I wonder if the texting dotcomers of twittering America could produce even ten divisions of men of this caliber from the mill run of its citizens.

This D-Day collection has a number of June 6, 1944 photographs most of us have never seen.

These things are moving. I especially like picture number 44, a D-Day anniversary shot that captures the irony of which mid-century Americans were capable even after ten years of depression and three of slaughter.

We owe the MSM, specifically the Denver Post, for putting this collection together, and my buddy Al in Rhode Island for alerting some of us to it.

Jun 6, 2009

Vivid air, signed with honor

It is one of the patriotic days, and I suppose you'll hear a certain amount of  oratory, some praiseworthy, some self-serving.  

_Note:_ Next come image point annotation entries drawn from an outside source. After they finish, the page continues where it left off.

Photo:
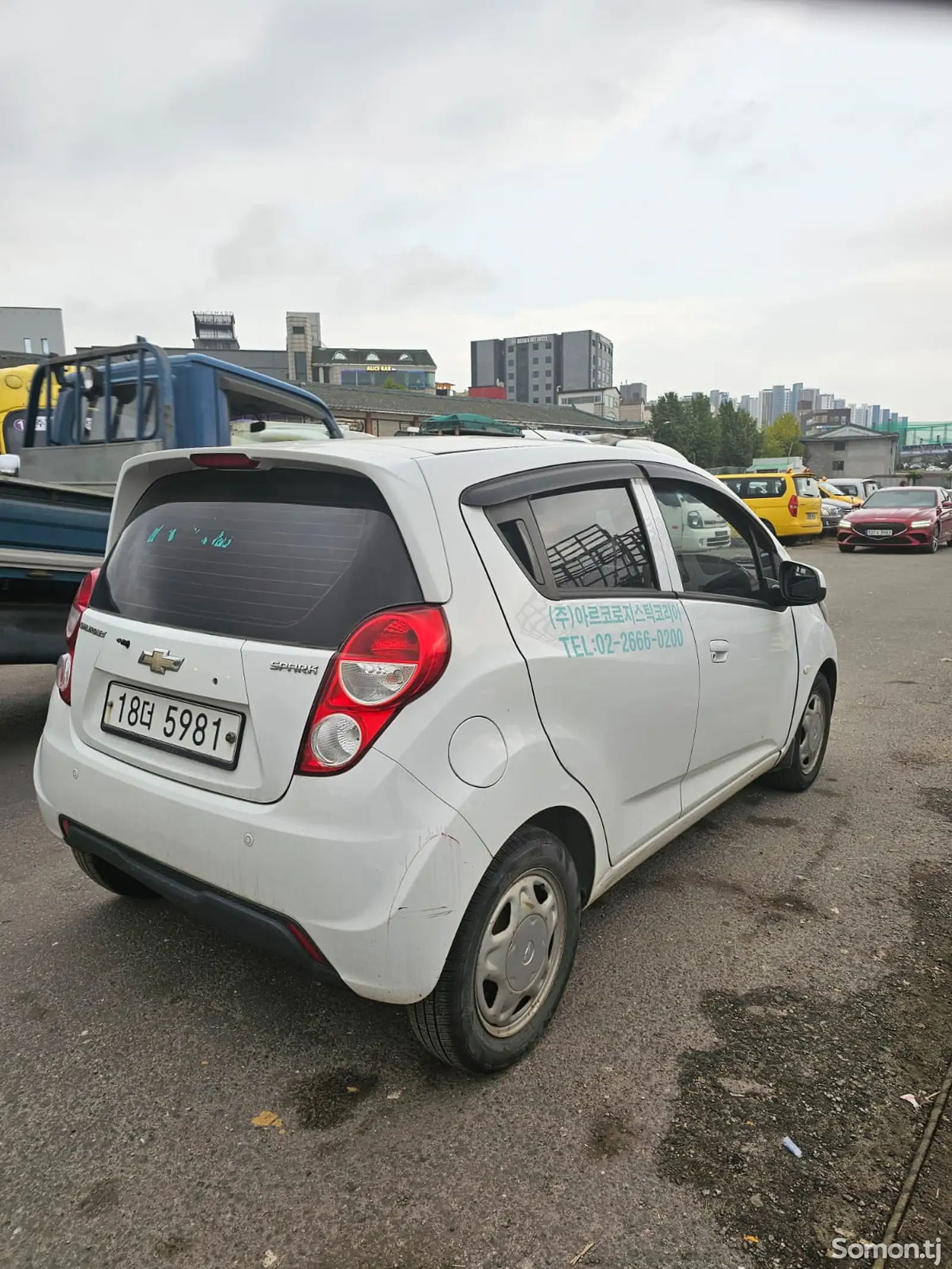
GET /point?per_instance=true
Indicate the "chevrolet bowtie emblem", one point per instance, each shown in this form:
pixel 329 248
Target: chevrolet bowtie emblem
pixel 159 662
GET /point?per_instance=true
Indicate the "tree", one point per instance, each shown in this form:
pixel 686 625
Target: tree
pixel 668 422
pixel 781 440
pixel 740 437
pixel 705 428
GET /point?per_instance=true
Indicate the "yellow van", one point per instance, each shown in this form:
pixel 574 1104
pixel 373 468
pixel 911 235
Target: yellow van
pixel 14 394
pixel 832 491
pixel 788 503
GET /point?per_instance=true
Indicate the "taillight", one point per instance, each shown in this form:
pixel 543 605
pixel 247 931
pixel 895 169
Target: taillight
pixel 226 462
pixel 64 666
pixel 389 660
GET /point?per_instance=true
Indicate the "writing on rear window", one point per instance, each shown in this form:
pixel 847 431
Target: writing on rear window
pixel 219 540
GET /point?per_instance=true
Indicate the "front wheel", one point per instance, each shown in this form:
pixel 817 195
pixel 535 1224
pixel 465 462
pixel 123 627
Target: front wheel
pixel 809 747
pixel 511 960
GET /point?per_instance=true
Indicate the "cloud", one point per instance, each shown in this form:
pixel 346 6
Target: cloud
pixel 735 192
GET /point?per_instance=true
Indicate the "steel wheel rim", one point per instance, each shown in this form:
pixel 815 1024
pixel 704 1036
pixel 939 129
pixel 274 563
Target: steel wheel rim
pixel 521 952
pixel 813 728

An unlucky guy may find himself stuck with one of those neocon-right warriors of the lectern. They demand we send our kids  to war to create "democracy" in every populated desert waterhole  and jungle clearing on earth.  It is always instructive to stop them in mid-rant and ask:

 "Sir (or Madam), please, where and when did you wear the fighting uniform?"  Amazing how many of the loudmouth warhawks found  actual service simply too inconvenient.

Otherwise this D-Day, I intend to reread the Noonan/Spender/Reagan tribute.